OncoZenge submits application for PRIME status in the EU

Stockholm, Sweden, January 2nd 2024 – OncoZenge AB (publ), a leading biotechnology company developing BupiZenge™, an innovative, opioid-sparing treatment for oral pain, today confirms the submission of an application for PRIME (Priority Medicines) status with the European Medicines Agency (EMA).

The PRIME initiative offers early, proactive, and enhanced support to accelerate the evaluation of promising medicines, to reach patients faster. To be eligible for PRIME, medicines must target an unmet medical need and show potential benefits for patients based on clinical data. 

BupiZenge™ is OncoZenge’s novel approach to treating pain caused by oral mucositis, a severely debilitating condition of painful swelling and ulcerations of the mouth, and a very common side effect of cancer therapy. Current treatments are ineffective and may expose patients to unacceptable safety risks and side effects. Oral mucositis-related pain has severe negative consequences for patients’ physical and mental well-being and can result in interruptions to their cancer treatments and an inability to eat, drink and sleep. In consequence, ineffective pain management has adverse impacts to patient outcomes and quality of life.

There are currently no curative or preventive treatment options for oral mucositis in the EU. The fragmented standard of care for treating oral mucositis pain is ineffective and leaves a significant unmet medical need. Supported by Phase 1 and Phase 2 clinical trial results, BupiZenge™ has the potential to address this unmet need and provide an effective, safe and well-tolerated treatment option for a large number of patients. In addition, it could significantly reduce healthcare costs currently spent on poorly managed pain related to oral mucositis.

“The unmet need for a targeted, locally acting, non-opioid based treatment that is not associated with the risks of opioid-based drugs in this condition is significant. BupiZenge has true breakthrough potential to help affected persons and their families who are currently being denied adequate pain relief at an acceptable side effect profile. PRIME status would provide important regulatory support to accelerate making BupiZenge available for these patients”, says Christoph Nowak, Board Member of OncoZenge.

Dr Stephen Sonis, Distinguished Faculty at the Dana-Farber Cancer Institute and Professor of Oral Medicine at Harvard, and member of the Scientific Advisory Board of OncoZenge, adds “BupiZenge could offer substantial benefits compared to today’s “one-size fits all” standard of care in two ways: first, consistent with the concept of precision medicine, it is used specifically in those patients whose symptom progression warrants intervention, and the as-needed dosing can be tailored to individuals; second, it should prevent the onset of use and/or the intensity and duration of use of systemic opioid analgesia.”

“The PRIME program promises additional support and an efficient dialog with EMA on our plans for a clinical phase 3 program. A positive decision will accelerate our path to approval in the EU, which is a strategic priority. PRIME status will also significantly de-risk the project from the perspective of a strategic partner, given the explicit acknowledgement from regulatory authorities that our drug candidate meets important patient and thereby market needs”, Stian Kildal, CEO of OncoZenge, concludes.

EMA’s decision on OncoZenge’s PRIME status is expected by the end of February, 2024.

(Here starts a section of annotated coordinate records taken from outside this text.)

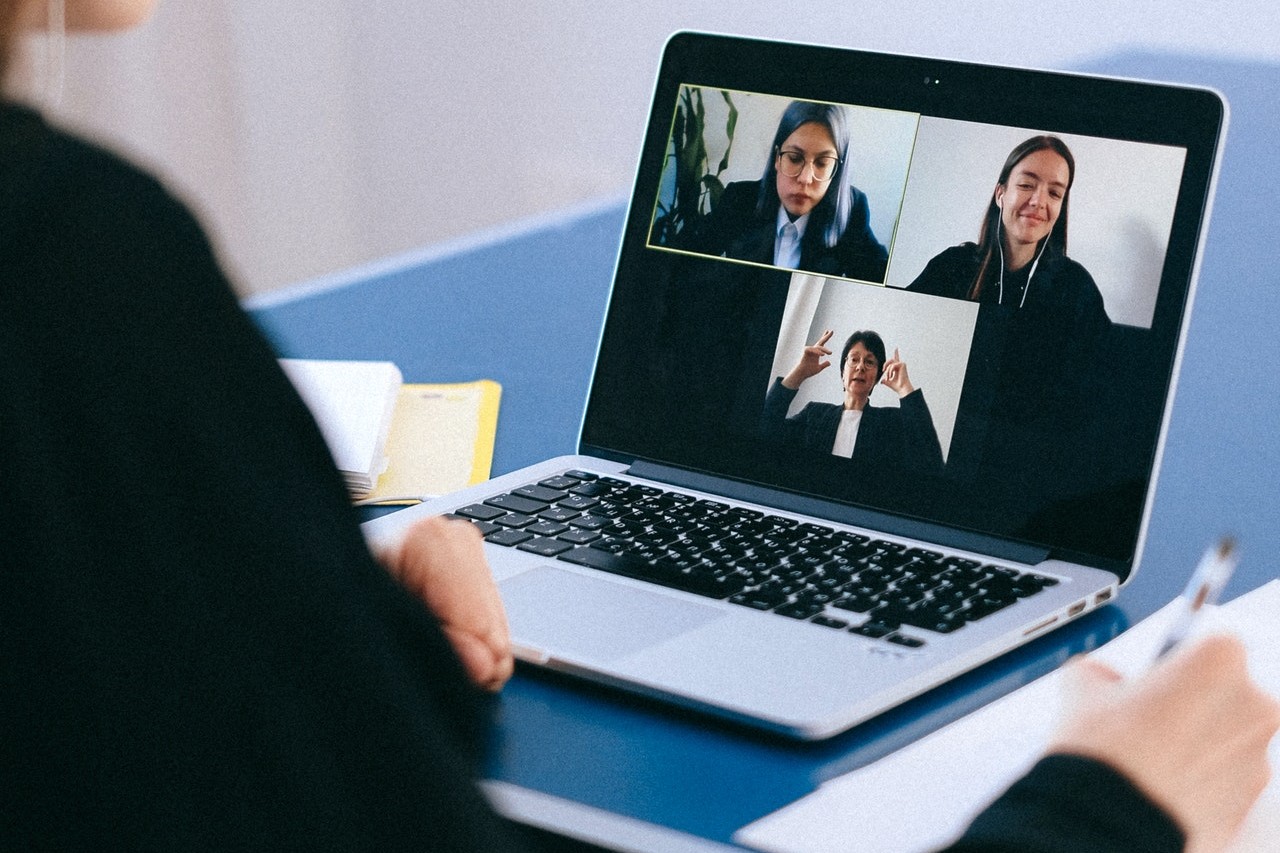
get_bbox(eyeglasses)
[778,149,840,183]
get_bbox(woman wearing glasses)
[763,329,942,473]
[687,101,888,282]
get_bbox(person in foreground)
[0,0,1280,852]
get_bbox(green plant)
[650,86,737,246]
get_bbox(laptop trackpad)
[499,566,724,661]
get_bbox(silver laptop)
[366,33,1225,739]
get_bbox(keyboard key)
[485,494,550,515]
[538,473,581,492]
[516,537,573,557]
[512,485,568,503]
[557,529,600,544]
[849,620,897,639]
[525,519,568,537]
[453,503,507,521]
[484,528,534,548]
[539,506,582,524]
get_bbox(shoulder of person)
[0,105,225,297]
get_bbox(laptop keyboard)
[453,470,1057,648]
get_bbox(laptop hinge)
[627,461,1050,566]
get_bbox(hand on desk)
[379,516,515,690]
[1050,637,1280,852]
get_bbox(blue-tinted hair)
[755,101,854,248]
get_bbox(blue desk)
[251,55,1280,850]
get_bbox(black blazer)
[684,181,888,282]
[763,378,942,474]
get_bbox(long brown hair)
[969,136,1075,301]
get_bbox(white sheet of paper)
[733,580,1280,853]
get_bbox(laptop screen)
[582,33,1224,576]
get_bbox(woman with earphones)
[908,136,1110,338]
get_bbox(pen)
[1156,537,1239,660]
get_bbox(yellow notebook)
[357,379,502,506]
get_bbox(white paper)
[280,359,402,496]
[733,580,1280,853]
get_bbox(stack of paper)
[280,359,402,498]
[280,359,502,505]
[733,580,1280,853]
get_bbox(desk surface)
[251,55,1280,849]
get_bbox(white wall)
[27,0,1280,292]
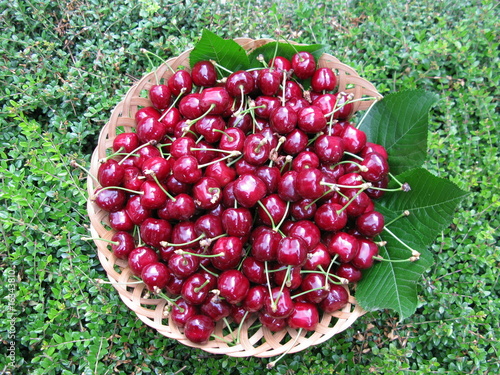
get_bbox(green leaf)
[360,90,438,174]
[248,42,326,68]
[356,168,468,320]
[189,29,249,76]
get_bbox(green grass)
[0,0,500,374]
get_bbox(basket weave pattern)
[87,38,380,357]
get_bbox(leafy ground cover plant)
[0,1,500,374]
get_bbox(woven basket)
[87,38,381,357]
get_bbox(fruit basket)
[87,34,458,357]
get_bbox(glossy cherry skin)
[335,263,363,283]
[295,168,325,199]
[264,286,295,319]
[172,155,203,184]
[291,52,316,79]
[314,134,345,164]
[328,232,359,263]
[242,285,269,313]
[210,236,243,270]
[184,315,215,344]
[128,246,159,276]
[234,174,267,208]
[141,262,170,293]
[191,61,217,87]
[139,217,172,248]
[319,284,349,313]
[142,156,172,181]
[351,238,378,270]
[252,227,281,262]
[168,253,200,279]
[92,188,127,212]
[148,84,172,110]
[135,117,167,144]
[277,236,307,266]
[200,292,231,322]
[259,311,287,332]
[221,207,253,237]
[108,209,135,232]
[241,256,267,284]
[297,105,327,134]
[217,269,250,305]
[356,211,385,237]
[200,86,231,115]
[243,133,271,166]
[311,67,337,92]
[287,302,319,331]
[300,273,329,303]
[302,242,332,271]
[167,70,193,96]
[140,180,167,210]
[288,220,321,252]
[125,195,152,225]
[113,132,139,154]
[170,298,199,328]
[314,203,347,232]
[97,159,125,187]
[257,194,287,226]
[226,70,255,98]
[181,273,210,305]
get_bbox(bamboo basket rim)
[87,38,382,357]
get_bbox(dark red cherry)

BupiZenge™ – Potential to be the leading treatment for oral pain.

For additional information, please contact:

Stian Kildal, CEO, mobile: +46 76 115 3797, e-mail: stian.kildal@oncozenge.se
Christoph Nowak, board member, mobile: +46 73 980 6535, e-mail: christoph.nowak@oncozenge.se
Certified Adviser
OncoZenge’s Certified Adviser is Carnegie Investment Bank AB (publ).
OncoZenge AB
Gustavslundsvägen 34, 167 51 Stockholm, Sweden
About OncoZenge
OncoZenge develops a novel, effective, safe and well-tolerated treatment for oral pain in conditions where currently available treatment options either do not achieve sufficient pain relief or are associated with significant side effects. BupiZenge™ is a new oral lozenge formulation of bupivacaine, an anaesthetic with decades of clinical experience. OncoZenge's lead indication is oral pain due to an inflammatory condition called oral mucositis that affects millions of patients receiving cancer treatment. Oral mucositis causes profound physical and psychological suffering, and is a large unmet medical need for an effective, opioid-sparing treatment option. BupiZenge™ has shown significantly better pain relief compared to standard of care in this indication in a Phase 2 trial.
OncoZenge is headquartered in Stockholm, Sweden, and its share is publicly traded on Nasdaq First North Growth Market under the ticker ONCOZ.